15

Retiró nuevamente el cajón a la sombra.

—Y Jovita, ¿qué ha dicho?

Leopoldo, recostado en la pared y sentado en el parquet con las piernas cruzadas, miró a Pedro.

—¿Jovita? —dijo Leopoldo.

Julia llegó desde el pasillo y Pedro le dejó libre un extremo del cajón.

—No viene nadie —comunicó Julia.

—No —dijo Gregorio.

—Jovita se ha callado, que es para lo que la tengo hecha. Naturalmente que ha querido acompañarnos. Pero se ha callado; con sólo mirarla.

Leopoldo bajó el rostro y sopló el montoncito de ceniza.

—No me refería a eso. Pregunto qué es lo que opina Jovita del asunto, en general.

—Ah, nada. Ya la has oído.

—Me refiero —insistió Pedro— a lo que te dice a ti, a solas.

—Nunca la dejo hablar, cuando estamos solos —Julia le miró un instante—. Si eres tan extravagante como para interesarte por el juicio de Jovita sobre todo esto, te aseguro que Jovita no emite juicios. Privilegios de la majadería.

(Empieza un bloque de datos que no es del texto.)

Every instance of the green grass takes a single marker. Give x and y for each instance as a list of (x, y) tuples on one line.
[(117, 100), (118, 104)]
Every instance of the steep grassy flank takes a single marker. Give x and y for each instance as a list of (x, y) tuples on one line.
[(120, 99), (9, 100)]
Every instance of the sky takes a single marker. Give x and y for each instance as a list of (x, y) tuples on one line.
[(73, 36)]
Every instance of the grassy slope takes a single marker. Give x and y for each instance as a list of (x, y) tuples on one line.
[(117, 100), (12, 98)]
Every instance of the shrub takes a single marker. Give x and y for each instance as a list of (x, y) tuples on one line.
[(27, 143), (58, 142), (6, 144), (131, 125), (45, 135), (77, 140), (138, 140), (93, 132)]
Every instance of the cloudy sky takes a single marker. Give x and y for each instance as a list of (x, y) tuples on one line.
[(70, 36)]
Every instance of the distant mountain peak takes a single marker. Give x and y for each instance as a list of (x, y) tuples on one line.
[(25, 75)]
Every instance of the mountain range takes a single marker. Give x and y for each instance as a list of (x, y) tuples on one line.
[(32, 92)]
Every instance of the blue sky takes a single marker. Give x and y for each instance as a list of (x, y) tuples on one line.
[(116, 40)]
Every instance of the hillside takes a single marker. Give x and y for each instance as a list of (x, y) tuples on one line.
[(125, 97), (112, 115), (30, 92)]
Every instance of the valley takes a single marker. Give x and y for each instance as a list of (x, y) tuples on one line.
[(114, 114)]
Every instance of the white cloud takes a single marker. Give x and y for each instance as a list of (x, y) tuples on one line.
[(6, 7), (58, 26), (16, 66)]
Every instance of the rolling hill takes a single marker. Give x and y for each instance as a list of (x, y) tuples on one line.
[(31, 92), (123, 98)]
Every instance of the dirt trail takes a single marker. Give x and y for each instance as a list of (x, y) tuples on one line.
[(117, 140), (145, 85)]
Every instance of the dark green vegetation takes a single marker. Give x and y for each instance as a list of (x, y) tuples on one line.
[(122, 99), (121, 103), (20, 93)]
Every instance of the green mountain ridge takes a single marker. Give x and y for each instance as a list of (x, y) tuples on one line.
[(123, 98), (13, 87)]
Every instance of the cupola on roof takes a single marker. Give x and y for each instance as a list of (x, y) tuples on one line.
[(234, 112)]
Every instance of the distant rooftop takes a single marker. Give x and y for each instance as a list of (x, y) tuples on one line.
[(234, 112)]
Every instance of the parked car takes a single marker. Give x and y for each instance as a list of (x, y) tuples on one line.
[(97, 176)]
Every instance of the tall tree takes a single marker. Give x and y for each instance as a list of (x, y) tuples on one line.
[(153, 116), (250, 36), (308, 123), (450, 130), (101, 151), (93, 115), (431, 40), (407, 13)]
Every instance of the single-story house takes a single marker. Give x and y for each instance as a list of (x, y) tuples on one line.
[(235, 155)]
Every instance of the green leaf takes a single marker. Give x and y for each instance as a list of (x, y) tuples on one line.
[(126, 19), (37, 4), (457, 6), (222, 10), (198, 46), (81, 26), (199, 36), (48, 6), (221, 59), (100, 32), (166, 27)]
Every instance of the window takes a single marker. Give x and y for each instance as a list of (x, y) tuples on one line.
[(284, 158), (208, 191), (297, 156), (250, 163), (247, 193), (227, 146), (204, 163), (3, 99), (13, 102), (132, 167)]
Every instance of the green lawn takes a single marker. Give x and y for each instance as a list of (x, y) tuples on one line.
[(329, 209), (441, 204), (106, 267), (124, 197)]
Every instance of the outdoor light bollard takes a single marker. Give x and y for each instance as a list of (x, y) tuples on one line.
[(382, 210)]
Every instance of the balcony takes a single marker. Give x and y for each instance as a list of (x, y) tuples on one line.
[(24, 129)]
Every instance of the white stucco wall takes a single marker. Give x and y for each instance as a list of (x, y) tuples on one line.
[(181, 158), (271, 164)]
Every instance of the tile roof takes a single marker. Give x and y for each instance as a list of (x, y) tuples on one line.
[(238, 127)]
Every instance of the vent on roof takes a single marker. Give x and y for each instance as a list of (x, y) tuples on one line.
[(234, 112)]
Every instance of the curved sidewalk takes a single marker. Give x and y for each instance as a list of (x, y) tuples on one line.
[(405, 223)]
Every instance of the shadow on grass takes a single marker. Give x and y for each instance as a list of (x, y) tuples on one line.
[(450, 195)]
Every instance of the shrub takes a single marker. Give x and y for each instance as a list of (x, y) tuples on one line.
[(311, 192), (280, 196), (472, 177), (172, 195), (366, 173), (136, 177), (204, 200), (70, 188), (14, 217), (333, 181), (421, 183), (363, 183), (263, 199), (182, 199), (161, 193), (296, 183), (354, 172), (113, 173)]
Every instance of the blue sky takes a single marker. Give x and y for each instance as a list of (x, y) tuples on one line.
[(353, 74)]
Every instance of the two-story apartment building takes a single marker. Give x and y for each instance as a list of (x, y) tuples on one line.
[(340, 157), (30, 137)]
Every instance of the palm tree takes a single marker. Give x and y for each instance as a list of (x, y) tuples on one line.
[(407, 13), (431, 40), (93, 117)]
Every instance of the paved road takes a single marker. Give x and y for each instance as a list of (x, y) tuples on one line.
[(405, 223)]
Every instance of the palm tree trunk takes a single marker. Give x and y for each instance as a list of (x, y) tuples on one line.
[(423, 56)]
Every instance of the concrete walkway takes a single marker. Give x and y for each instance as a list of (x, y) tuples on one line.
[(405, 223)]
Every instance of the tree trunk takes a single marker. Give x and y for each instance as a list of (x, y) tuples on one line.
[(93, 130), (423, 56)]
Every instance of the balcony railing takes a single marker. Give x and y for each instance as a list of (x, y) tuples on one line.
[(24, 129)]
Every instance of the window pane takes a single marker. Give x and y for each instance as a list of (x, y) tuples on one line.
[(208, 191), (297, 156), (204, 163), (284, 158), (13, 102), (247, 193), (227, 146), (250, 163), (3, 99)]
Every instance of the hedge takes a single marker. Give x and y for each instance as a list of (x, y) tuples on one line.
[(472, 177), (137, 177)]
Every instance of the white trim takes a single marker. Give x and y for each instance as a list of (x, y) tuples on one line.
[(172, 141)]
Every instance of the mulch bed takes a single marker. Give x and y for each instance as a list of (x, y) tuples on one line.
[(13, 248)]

—Es ya tarde, ¿verdad, Gregorio?

Gregorio no se movió.

—No, Julia.

La persiana de madera alineaba listones de luz y sombra en el suelo. Los ojos permanecían bajos o fijos en alguna indeterminada parte de la habitación. Leopoldo se había desabrochado la camisa y tenía el nudo de la corbata a la mitad del pecho. Atisbando constantemente la calle, Gregorio susurraba un silbido, audible a veces. Julia encendió un cigarrillo y trató de subir las cortas mangas de su blusa color crema.

—Es posible que venga sola o que no venga ninguno.

—¿Por qué? —dijo Leopoldo.

—Porque Juan se haya ido. Ya os dije que pensaba salir de viaje con un camión.

—Sí, sí —dijo Pedro.

Cuando Leopoldo, con un retráctil y violento salto, se puso en pie, Julia le miró inquieta.

—Hace un calor bestial.

—Id a otra habitación.

—Pero tú… —dijo Julia.

—Yo sigo aquí. Desde los otros cuartos, los balcones no dejan ver la acera.

Pedro se adormiló, la cabeza reclinada en los hombros de Julia. Los rayos del sol avanzaban en las cortinas ondulantes del humo de los cigarrillos.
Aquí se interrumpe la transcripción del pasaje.